1. Protect your brain before key sessions.
Avoid heavy screen time, decision-making, or mentally draining work before threshold or race-pace workouts. Even 60-90 minutes of cognitive fatigue can reduce your endurance capacity.

2. Train your perception of effort.
Occasionally train under mild mental fatigue. For example, do intervals after a long workday or mentally engaging task. This builds tolerance to discomfort and teaches you to hold pace when RPE climbs early.

3. Track your effort perception.
Compare RPE to heart rate or power across similar sessions. If RPE rises while HR stays steady, it may be mental fatigue, not physical overtraining.
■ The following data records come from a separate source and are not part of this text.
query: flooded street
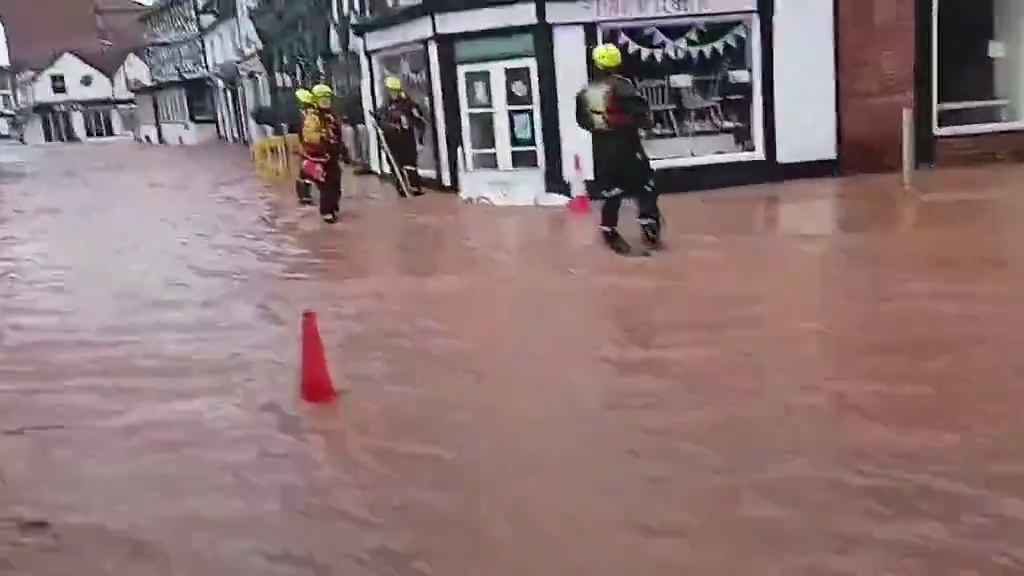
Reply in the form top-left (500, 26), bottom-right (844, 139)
top-left (0, 142), bottom-right (1024, 576)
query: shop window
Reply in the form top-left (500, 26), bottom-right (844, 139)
top-left (374, 45), bottom-right (437, 176)
top-left (82, 110), bottom-right (114, 138)
top-left (600, 15), bottom-right (763, 164)
top-left (185, 84), bottom-right (217, 123)
top-left (458, 58), bottom-right (543, 171)
top-left (933, 0), bottom-right (1024, 134)
top-left (50, 74), bottom-right (68, 94)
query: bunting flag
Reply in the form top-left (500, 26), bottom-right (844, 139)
top-left (617, 24), bottom-right (748, 63)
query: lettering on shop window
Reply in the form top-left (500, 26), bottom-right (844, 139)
top-left (586, 0), bottom-right (703, 17)
top-left (581, 0), bottom-right (757, 19)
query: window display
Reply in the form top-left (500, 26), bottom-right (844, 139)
top-left (934, 0), bottom-right (1024, 134)
top-left (374, 45), bottom-right (437, 176)
top-left (599, 15), bottom-right (761, 160)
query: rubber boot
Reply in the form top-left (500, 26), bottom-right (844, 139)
top-left (601, 228), bottom-right (633, 256)
top-left (640, 220), bottom-right (665, 250)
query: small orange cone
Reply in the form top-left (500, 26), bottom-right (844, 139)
top-left (569, 154), bottom-right (590, 214)
top-left (302, 311), bottom-right (338, 404)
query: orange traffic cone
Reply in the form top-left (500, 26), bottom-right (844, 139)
top-left (569, 154), bottom-right (590, 214)
top-left (302, 311), bottom-right (338, 404)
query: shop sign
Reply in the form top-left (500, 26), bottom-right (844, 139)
top-left (581, 0), bottom-right (758, 19)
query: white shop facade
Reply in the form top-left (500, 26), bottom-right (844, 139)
top-left (360, 0), bottom-right (838, 203)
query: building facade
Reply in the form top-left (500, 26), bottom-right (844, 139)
top-left (251, 0), bottom-right (361, 131)
top-left (137, 0), bottom-right (218, 146)
top-left (0, 20), bottom-right (17, 138)
top-left (837, 0), bottom-right (1024, 172)
top-left (200, 0), bottom-right (269, 143)
top-left (17, 52), bottom-right (145, 143)
top-left (356, 0), bottom-right (838, 203)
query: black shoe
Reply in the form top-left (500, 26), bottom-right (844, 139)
top-left (601, 229), bottom-right (633, 256)
top-left (640, 222), bottom-right (665, 250)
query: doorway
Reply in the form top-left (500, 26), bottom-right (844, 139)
top-left (458, 58), bottom-right (544, 172)
top-left (42, 112), bottom-right (75, 142)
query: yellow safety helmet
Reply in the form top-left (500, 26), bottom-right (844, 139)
top-left (591, 44), bottom-right (623, 70)
top-left (313, 84), bottom-right (334, 108)
top-left (312, 84), bottom-right (334, 99)
top-left (295, 88), bottom-right (315, 106)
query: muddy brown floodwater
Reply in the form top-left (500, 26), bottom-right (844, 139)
top-left (0, 143), bottom-right (1024, 576)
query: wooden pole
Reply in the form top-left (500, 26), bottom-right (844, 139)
top-left (903, 108), bottom-right (916, 189)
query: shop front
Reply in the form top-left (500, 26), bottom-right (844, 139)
top-left (548, 0), bottom-right (837, 191)
top-left (357, 1), bottom-right (548, 204)
top-left (357, 0), bottom-right (838, 196)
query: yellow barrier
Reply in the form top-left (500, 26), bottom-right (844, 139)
top-left (252, 134), bottom-right (300, 180)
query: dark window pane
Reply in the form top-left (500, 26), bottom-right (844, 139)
top-left (473, 152), bottom-right (498, 169)
top-left (469, 112), bottom-right (495, 150)
top-left (512, 150), bottom-right (538, 168)
top-left (509, 110), bottom-right (537, 148)
top-left (505, 68), bottom-right (534, 106)
top-left (466, 72), bottom-right (494, 108)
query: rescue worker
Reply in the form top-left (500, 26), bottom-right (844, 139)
top-left (577, 44), bottom-right (662, 254)
top-left (375, 76), bottom-right (427, 196)
top-left (301, 84), bottom-right (348, 223)
top-left (295, 88), bottom-right (316, 206)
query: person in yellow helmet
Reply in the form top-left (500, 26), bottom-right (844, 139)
top-left (300, 84), bottom-right (348, 223)
top-left (295, 88), bottom-right (315, 206)
top-left (374, 76), bottom-right (427, 196)
top-left (577, 44), bottom-right (662, 254)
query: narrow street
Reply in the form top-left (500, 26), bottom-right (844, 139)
top-left (6, 142), bottom-right (1024, 576)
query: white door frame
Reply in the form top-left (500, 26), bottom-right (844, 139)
top-left (456, 57), bottom-right (544, 172)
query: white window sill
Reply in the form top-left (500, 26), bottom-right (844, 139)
top-left (935, 122), bottom-right (1024, 136)
top-left (650, 152), bottom-right (765, 170)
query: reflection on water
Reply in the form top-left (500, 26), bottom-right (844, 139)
top-left (0, 143), bottom-right (1024, 576)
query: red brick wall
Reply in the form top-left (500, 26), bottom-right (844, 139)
top-left (838, 0), bottom-right (915, 172)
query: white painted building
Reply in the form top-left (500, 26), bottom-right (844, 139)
top-left (237, 0), bottom-right (271, 143)
top-left (17, 52), bottom-right (146, 143)
top-left (136, 0), bottom-right (217, 146)
top-left (0, 22), bottom-right (15, 138)
top-left (356, 0), bottom-right (838, 203)
top-left (200, 0), bottom-right (270, 143)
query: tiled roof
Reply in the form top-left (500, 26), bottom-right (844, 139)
top-left (0, 0), bottom-right (146, 74)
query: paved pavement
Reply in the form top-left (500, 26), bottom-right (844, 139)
top-left (0, 142), bottom-right (1024, 576)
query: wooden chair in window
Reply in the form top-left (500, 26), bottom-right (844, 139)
top-left (669, 74), bottom-right (725, 136)
top-left (637, 80), bottom-right (680, 136)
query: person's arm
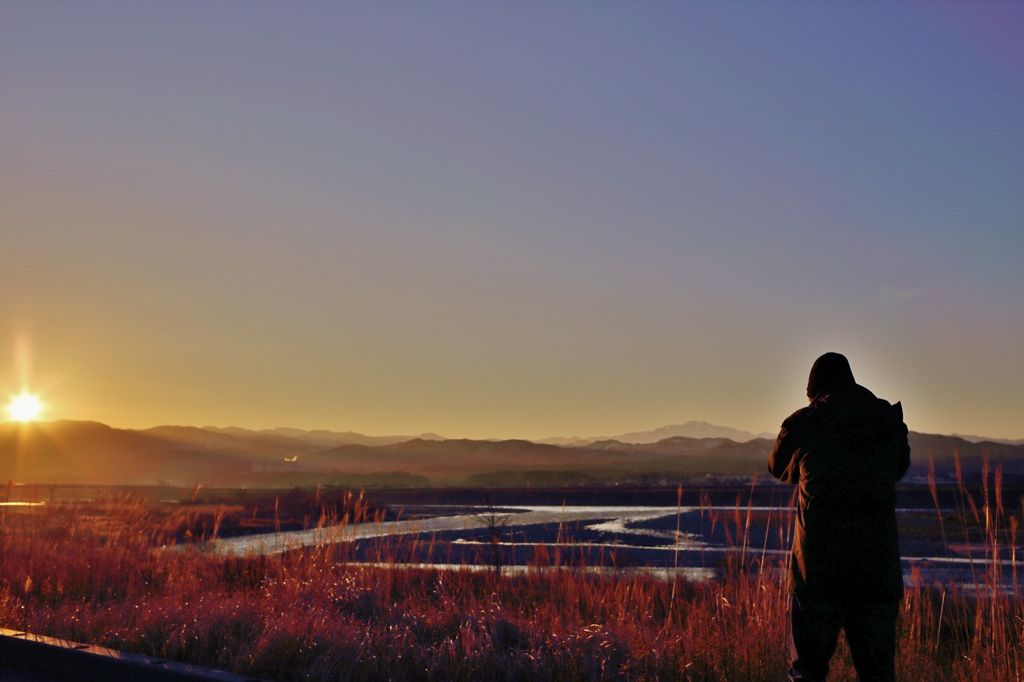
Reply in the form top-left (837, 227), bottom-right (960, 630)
top-left (768, 418), bottom-right (800, 483)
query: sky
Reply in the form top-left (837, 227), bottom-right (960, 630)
top-left (0, 0), bottom-right (1024, 438)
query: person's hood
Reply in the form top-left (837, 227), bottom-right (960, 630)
top-left (807, 353), bottom-right (857, 400)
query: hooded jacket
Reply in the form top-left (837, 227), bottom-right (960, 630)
top-left (768, 382), bottom-right (910, 603)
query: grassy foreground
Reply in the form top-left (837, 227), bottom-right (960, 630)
top-left (0, 475), bottom-right (1024, 682)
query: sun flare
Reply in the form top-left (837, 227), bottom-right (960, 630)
top-left (7, 393), bottom-right (43, 422)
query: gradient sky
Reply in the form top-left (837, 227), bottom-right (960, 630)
top-left (0, 0), bottom-right (1024, 438)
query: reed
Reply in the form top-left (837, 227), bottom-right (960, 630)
top-left (0, 477), bottom-right (1024, 682)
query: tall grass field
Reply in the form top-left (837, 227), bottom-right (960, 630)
top-left (0, 458), bottom-right (1024, 682)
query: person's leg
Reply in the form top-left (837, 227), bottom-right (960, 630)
top-left (790, 597), bottom-right (845, 682)
top-left (843, 601), bottom-right (899, 682)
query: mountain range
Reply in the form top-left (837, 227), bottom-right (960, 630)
top-left (0, 421), bottom-right (1024, 486)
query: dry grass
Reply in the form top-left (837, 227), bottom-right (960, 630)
top-left (0, 466), bottom-right (1024, 682)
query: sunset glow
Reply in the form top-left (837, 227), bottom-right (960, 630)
top-left (7, 393), bottom-right (43, 422)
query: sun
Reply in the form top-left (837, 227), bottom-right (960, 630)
top-left (7, 393), bottom-right (43, 422)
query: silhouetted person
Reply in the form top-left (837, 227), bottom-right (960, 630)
top-left (768, 353), bottom-right (910, 682)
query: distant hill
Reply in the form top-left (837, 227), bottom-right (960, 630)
top-left (199, 426), bottom-right (444, 449)
top-left (537, 420), bottom-right (776, 446)
top-left (0, 421), bottom-right (1024, 486)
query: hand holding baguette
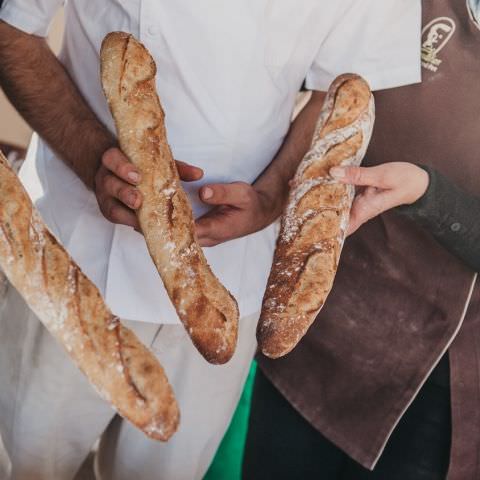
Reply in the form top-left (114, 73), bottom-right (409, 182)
top-left (0, 149), bottom-right (179, 441)
top-left (101, 32), bottom-right (238, 364)
top-left (257, 74), bottom-right (374, 358)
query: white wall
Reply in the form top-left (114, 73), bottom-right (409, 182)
top-left (0, 11), bottom-right (63, 147)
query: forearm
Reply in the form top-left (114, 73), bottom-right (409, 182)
top-left (397, 168), bottom-right (480, 271)
top-left (254, 92), bottom-right (326, 221)
top-left (0, 21), bottom-right (115, 189)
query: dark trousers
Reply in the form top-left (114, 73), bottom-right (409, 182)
top-left (243, 369), bottom-right (451, 480)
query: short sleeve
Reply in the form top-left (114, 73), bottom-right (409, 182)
top-left (306, 0), bottom-right (422, 91)
top-left (0, 0), bottom-right (64, 37)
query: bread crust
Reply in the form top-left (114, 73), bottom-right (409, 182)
top-left (0, 152), bottom-right (179, 441)
top-left (257, 74), bottom-right (375, 358)
top-left (100, 32), bottom-right (239, 364)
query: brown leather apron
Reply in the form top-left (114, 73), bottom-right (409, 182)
top-left (259, 0), bottom-right (480, 480)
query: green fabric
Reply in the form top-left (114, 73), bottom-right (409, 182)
top-left (204, 362), bottom-right (257, 480)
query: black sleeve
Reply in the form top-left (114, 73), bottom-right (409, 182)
top-left (396, 166), bottom-right (480, 271)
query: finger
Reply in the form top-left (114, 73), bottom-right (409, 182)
top-left (100, 198), bottom-right (140, 231)
top-left (102, 148), bottom-right (141, 185)
top-left (199, 182), bottom-right (254, 207)
top-left (175, 160), bottom-right (203, 182)
top-left (103, 174), bottom-right (143, 210)
top-left (347, 187), bottom-right (400, 235)
top-left (330, 165), bottom-right (389, 188)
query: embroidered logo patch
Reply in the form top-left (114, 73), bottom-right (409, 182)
top-left (422, 17), bottom-right (457, 72)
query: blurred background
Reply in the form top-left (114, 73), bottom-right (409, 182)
top-left (0, 7), bottom-right (63, 148)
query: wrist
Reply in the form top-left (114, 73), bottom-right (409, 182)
top-left (405, 165), bottom-right (430, 205)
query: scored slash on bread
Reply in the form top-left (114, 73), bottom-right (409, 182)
top-left (257, 74), bottom-right (375, 358)
top-left (0, 152), bottom-right (179, 441)
top-left (100, 32), bottom-right (239, 364)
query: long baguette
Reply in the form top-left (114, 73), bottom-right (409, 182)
top-left (0, 152), bottom-right (179, 441)
top-left (257, 74), bottom-right (375, 358)
top-left (100, 32), bottom-right (238, 364)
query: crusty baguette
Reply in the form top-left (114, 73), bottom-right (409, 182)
top-left (101, 32), bottom-right (238, 364)
top-left (257, 74), bottom-right (375, 358)
top-left (0, 152), bottom-right (179, 441)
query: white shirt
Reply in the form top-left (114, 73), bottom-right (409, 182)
top-left (0, 0), bottom-right (421, 323)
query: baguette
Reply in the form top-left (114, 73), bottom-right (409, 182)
top-left (100, 32), bottom-right (239, 364)
top-left (257, 74), bottom-right (375, 358)
top-left (0, 152), bottom-right (179, 441)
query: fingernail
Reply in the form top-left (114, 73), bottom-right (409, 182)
top-left (128, 192), bottom-right (137, 208)
top-left (127, 172), bottom-right (140, 183)
top-left (330, 167), bottom-right (345, 178)
top-left (203, 187), bottom-right (213, 200)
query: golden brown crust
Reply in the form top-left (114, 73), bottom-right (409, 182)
top-left (257, 74), bottom-right (374, 358)
top-left (101, 32), bottom-right (238, 364)
top-left (0, 149), bottom-right (179, 441)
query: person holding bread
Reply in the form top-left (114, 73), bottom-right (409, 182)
top-left (244, 0), bottom-right (480, 480)
top-left (0, 0), bottom-right (420, 480)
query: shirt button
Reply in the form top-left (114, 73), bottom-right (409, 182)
top-left (147, 25), bottom-right (160, 37)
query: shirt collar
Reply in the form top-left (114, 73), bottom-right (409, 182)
top-left (468, 0), bottom-right (480, 23)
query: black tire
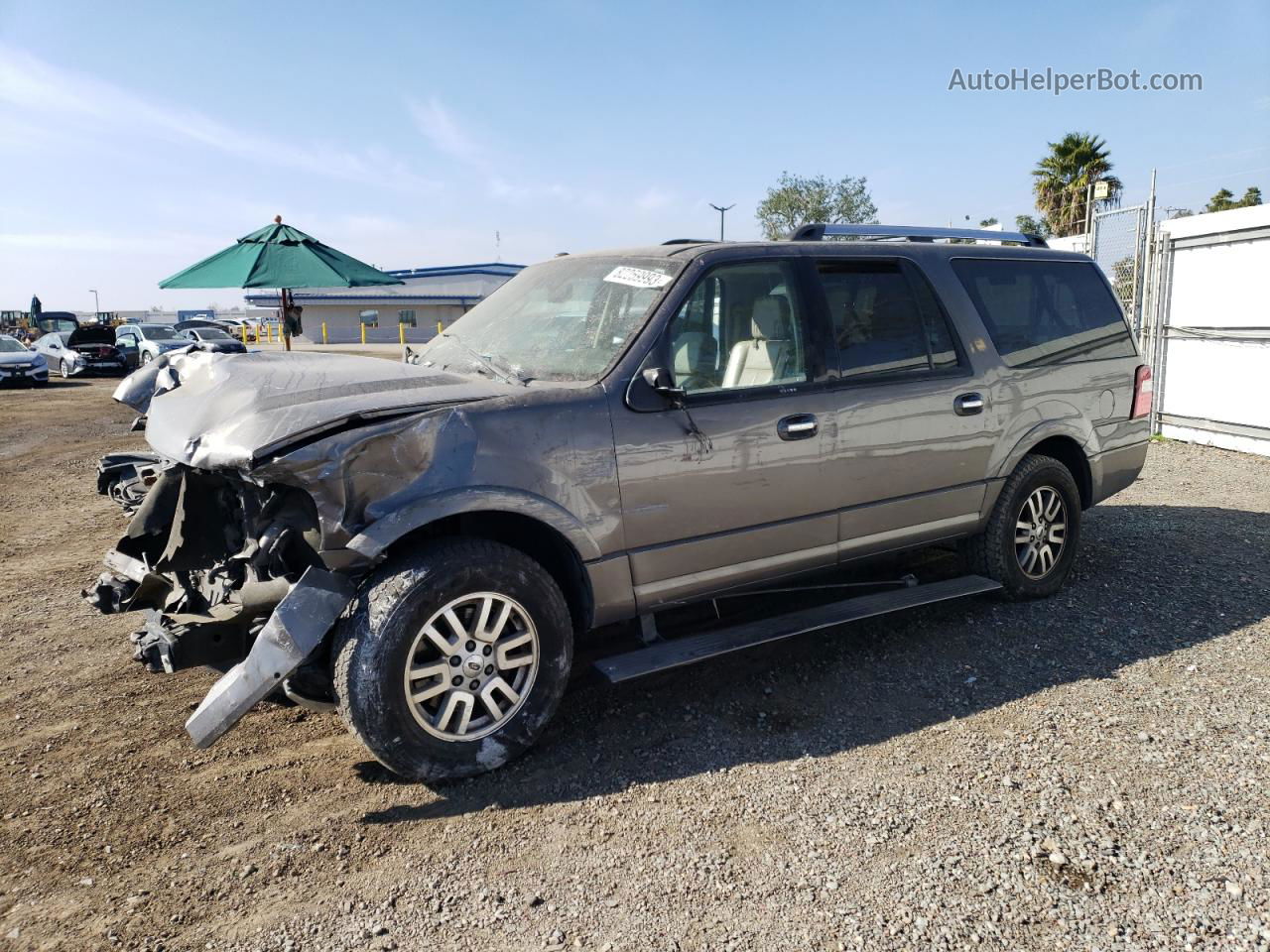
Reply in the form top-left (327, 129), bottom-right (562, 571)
top-left (331, 538), bottom-right (572, 781)
top-left (961, 456), bottom-right (1080, 600)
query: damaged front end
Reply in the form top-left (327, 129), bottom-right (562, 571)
top-left (83, 463), bottom-right (353, 747)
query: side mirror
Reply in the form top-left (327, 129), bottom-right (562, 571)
top-left (644, 367), bottom-right (685, 407)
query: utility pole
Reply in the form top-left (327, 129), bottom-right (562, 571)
top-left (710, 202), bottom-right (736, 241)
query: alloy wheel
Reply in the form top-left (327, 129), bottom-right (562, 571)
top-left (1015, 486), bottom-right (1067, 579)
top-left (404, 591), bottom-right (540, 742)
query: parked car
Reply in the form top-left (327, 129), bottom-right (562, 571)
top-left (177, 327), bottom-right (246, 354)
top-left (0, 334), bottom-right (49, 387)
top-left (35, 326), bottom-right (127, 377)
top-left (85, 226), bottom-right (1151, 779)
top-left (114, 323), bottom-right (190, 369)
top-left (216, 317), bottom-right (260, 340)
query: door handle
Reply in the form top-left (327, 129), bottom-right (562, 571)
top-left (776, 414), bottom-right (821, 439)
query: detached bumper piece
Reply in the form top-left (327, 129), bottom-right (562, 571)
top-left (186, 568), bottom-right (354, 748)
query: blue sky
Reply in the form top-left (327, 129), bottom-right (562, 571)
top-left (0, 0), bottom-right (1270, 309)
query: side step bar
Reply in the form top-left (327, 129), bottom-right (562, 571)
top-left (595, 575), bottom-right (1001, 684)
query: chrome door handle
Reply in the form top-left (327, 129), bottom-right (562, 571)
top-left (776, 414), bottom-right (821, 439)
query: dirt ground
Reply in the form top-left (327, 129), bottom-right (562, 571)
top-left (0, 380), bottom-right (1270, 951)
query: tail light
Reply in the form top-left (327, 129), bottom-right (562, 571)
top-left (1129, 364), bottom-right (1155, 420)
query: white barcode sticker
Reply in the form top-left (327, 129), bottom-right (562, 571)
top-left (604, 264), bottom-right (671, 289)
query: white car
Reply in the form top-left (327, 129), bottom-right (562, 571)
top-left (0, 334), bottom-right (49, 387)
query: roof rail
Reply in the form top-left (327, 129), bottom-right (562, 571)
top-left (790, 225), bottom-right (1049, 248)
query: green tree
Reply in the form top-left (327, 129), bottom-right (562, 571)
top-left (1015, 214), bottom-right (1053, 237)
top-left (1204, 187), bottom-right (1238, 212)
top-left (1033, 132), bottom-right (1124, 237)
top-left (754, 172), bottom-right (877, 241)
top-left (1204, 185), bottom-right (1261, 212)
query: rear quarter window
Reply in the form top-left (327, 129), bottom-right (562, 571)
top-left (952, 258), bottom-right (1137, 367)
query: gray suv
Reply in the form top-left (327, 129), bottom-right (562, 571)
top-left (85, 226), bottom-right (1151, 779)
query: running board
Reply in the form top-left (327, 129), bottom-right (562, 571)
top-left (595, 575), bottom-right (1001, 684)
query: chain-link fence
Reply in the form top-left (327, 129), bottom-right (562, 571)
top-left (1091, 204), bottom-right (1149, 332)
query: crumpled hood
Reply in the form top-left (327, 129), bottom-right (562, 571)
top-left (114, 349), bottom-right (521, 470)
top-left (66, 327), bottom-right (114, 348)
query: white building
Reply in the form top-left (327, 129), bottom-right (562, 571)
top-left (246, 262), bottom-right (525, 344)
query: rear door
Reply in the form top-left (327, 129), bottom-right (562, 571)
top-left (613, 258), bottom-right (837, 611)
top-left (816, 257), bottom-right (997, 558)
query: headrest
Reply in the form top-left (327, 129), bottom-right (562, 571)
top-left (749, 295), bottom-right (790, 340)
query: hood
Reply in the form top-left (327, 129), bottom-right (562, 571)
top-left (114, 350), bottom-right (523, 470)
top-left (66, 327), bottom-right (114, 348)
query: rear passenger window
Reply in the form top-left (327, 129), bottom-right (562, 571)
top-left (817, 260), bottom-right (957, 380)
top-left (952, 258), bottom-right (1135, 367)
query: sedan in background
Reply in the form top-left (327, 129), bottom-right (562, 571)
top-left (177, 327), bottom-right (246, 354)
top-left (0, 334), bottom-right (49, 387)
top-left (36, 327), bottom-right (127, 377)
top-left (114, 323), bottom-right (190, 369)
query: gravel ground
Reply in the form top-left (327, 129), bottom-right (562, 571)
top-left (0, 381), bottom-right (1270, 952)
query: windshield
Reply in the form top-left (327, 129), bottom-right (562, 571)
top-left (421, 257), bottom-right (684, 381)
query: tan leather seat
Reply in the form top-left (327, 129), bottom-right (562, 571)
top-left (722, 295), bottom-right (794, 387)
top-left (675, 331), bottom-right (718, 390)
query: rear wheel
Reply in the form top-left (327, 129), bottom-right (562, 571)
top-left (332, 539), bottom-right (572, 780)
top-left (962, 456), bottom-right (1080, 599)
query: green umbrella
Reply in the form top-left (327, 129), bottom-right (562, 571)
top-left (159, 217), bottom-right (405, 349)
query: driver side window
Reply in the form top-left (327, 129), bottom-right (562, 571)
top-left (670, 262), bottom-right (808, 394)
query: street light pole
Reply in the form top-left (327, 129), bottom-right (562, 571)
top-left (710, 202), bottom-right (736, 241)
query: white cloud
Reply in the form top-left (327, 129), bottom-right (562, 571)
top-left (0, 44), bottom-right (441, 193)
top-left (405, 96), bottom-right (488, 168)
top-left (635, 185), bottom-right (675, 212)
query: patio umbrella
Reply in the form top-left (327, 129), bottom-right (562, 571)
top-left (159, 216), bottom-right (405, 350)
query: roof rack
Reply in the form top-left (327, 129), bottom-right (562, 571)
top-left (790, 225), bottom-right (1049, 248)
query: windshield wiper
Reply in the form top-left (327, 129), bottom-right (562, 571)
top-left (441, 334), bottom-right (531, 387)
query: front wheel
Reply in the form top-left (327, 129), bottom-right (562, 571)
top-left (331, 538), bottom-right (572, 780)
top-left (962, 456), bottom-right (1080, 599)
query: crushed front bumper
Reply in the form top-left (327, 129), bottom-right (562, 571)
top-left (186, 568), bottom-right (354, 748)
top-left (83, 454), bottom-right (355, 748)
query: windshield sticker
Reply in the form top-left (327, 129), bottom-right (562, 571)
top-left (604, 264), bottom-right (671, 289)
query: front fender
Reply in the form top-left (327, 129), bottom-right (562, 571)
top-left (346, 486), bottom-right (603, 562)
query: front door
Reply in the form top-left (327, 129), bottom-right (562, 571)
top-left (613, 259), bottom-right (837, 611)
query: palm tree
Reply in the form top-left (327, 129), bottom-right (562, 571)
top-left (1033, 132), bottom-right (1123, 236)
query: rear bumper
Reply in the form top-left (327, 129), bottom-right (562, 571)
top-left (0, 366), bottom-right (49, 386)
top-left (1089, 440), bottom-right (1149, 504)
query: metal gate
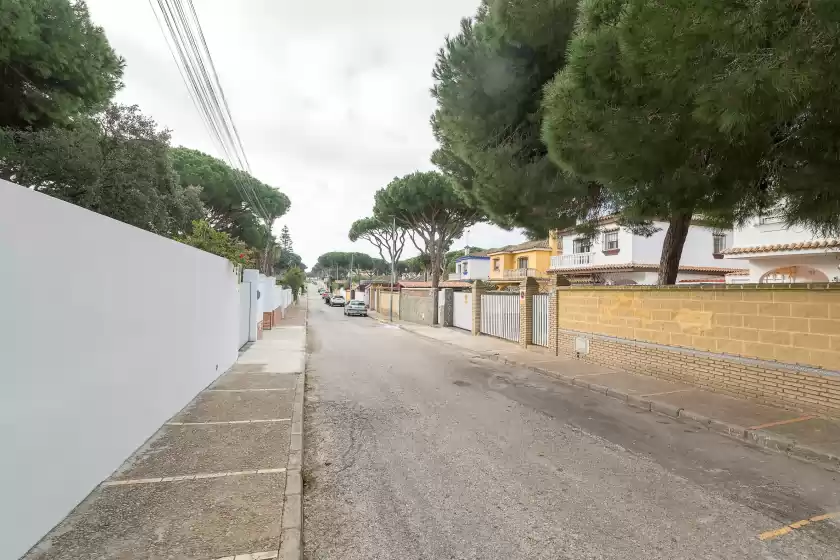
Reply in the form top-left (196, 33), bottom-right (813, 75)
top-left (531, 294), bottom-right (548, 346)
top-left (481, 292), bottom-right (519, 342)
top-left (452, 292), bottom-right (472, 331)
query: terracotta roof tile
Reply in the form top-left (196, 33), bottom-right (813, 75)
top-left (397, 280), bottom-right (472, 288)
top-left (723, 238), bottom-right (840, 255)
top-left (549, 263), bottom-right (748, 274)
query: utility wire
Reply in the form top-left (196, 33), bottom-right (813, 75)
top-left (149, 0), bottom-right (272, 231)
4. Recover the mind like the body.
Just like your body needs rest, your brain likely does too.

5. Apply it to race week.
If possible, Taper physical load and mental load. Reduce screen time, decision-making, and high-stress work before competition.

🔗 References

Marcora, S. M., Staiano, W., & Manning, V. (2009). Mental fatigue impairs physical performance in humans. Journal of Applied Physiology, 106(3), 857–864. https://doi.org/10.1152/japplphysiol.91324.2008 

Book: Hutchinson, A. (2018). Endure: Mind, body, and the curiously elastic limits of human performance. William Morrow.